How to Clean a Smoker
How to Clean a Smoker


What You Need

  • Cloths or paper towels

If you have a smoker, you're more than aware - and thankful for - the more flavor for less work benefits. But any type of cooking appliance can suffer from grease and food residue buildup over time, and a smoker is no different. This accumulation, paired with improper or infrequent cleaning technique, can hinder the signature flavor-maximizing abilities of your smoker over time.

It's best to clean your smoker pit with a non-abrasive cleaner. Most of the time, your standard soapy water just isn't strong enough to clean the grease buildup that can accumulate inside a grill.

Simple Green Heavy-Duty BBQ & Grill Cleaner's formula removes baked-on grease, food, and carbon deposits from a wide variety of grill surfaces. The powerful cleaner is clean-rinsing, so you can use it to deep clean the exterior and interior of your smoker without worrying about lingering chemical residue.

Directions for Cleaning a Smoker:

Make sure your smoker has had plenty of time to cool down before you begin cleaning.

Routine Maintenance

  • Remove the ashes after each use. Ash buildup can promote rusting since it holds onto humidity.
  • Wipe up spills as soon as you can safely do so with a warm, damp cloth.
  • Brush grill grates before each use with a grill brush.
  • Use a putty knife to scrape out any carbon, food, or grease buildup in the cooking chamber.
  • Buff out any spots that start to show rust with steel wool, then re-season the spot with high-temperature cooking oil. Although vegetable oil isn't as thorough as a full re-seasoning, you can use it in a pinch instead of ignoring the rust spot.

Deep Cleaning

  1. Clean burn. Load the coal basket, light the fuel, and start the smoker with the vents wide open. It's a good idea to keep an eye on your smoker during this process. Let it cool completely before moving onto the next step.
  2. Take out removable pieces. Remove the racks, water pan, drip tray, smoker box, and any other removable pieces before cleaning your smoker grill. Break down foldable grates and soak them in Simple Green Heavy-Duty BBQ & Grill Cleaner in a sink for 5 minutes before washing them. If your grates do not break into small pieces, use this tip.
  3. Scrape out buildup.

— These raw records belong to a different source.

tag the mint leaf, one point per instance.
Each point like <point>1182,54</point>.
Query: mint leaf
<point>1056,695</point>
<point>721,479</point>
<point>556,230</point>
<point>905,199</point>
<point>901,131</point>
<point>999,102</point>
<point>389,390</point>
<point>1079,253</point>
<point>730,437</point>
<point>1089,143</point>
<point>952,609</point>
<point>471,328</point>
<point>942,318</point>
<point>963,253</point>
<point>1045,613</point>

Use a putty knife to scrape particle buildup downward towards the bottom of the smoker. Sweep all residue out of the chamber.
  4. Apply Simple Green. Apply Simple Green BBQ Cleaner all over the smoker's interior. Let it sit on the surface for a couple of minutes. Wipe away with a clean, damp cloth or some paper towels, then allow it to air dry.
  5. Clean the thermometer and grease chute. Spray Simple Green BBQ Cleaner on a couple of handfuls of paper towels to wipe down your smoker's thermometer and grease chute. The thermometer dictates how hot your grill gets, while the grease chute connects the drip tray to the grease bucket. If the chute gets blocked, you're in danger of a grease fire.
  6. Treat rust spots. Use a wire brush to remove deep rust and follow up with fine sandpaper until it's removed. Spray-paint any exterior rust spots with a high-temperature paint.
  7. Apply Simple Green to the exterior. Apply Simple Green BBQ Cleaner all over the smoker's exterior. Let it sit on the surface for a couple of minutes, then wipe away with a clean, damp cloth or some paper towels.
  8. Re-season your smoker. Wipe down all interior surfaces with beef tallow, lard, or another high-temperature cooking oil. Build a fire and run the smoker at 350° for a few hours.

TIP: The inside of your smoker will continue to darken with use and will not return to a shiny, silver color. The darkening actually slows rusting and improves overall performance.

TIP: This is also a good time to check your thermometer's calibration. Stick the stem in boiling water and see if it reads the correct temperature. If it's reading incorrectly, adjust using the nut at the back of the thermometer.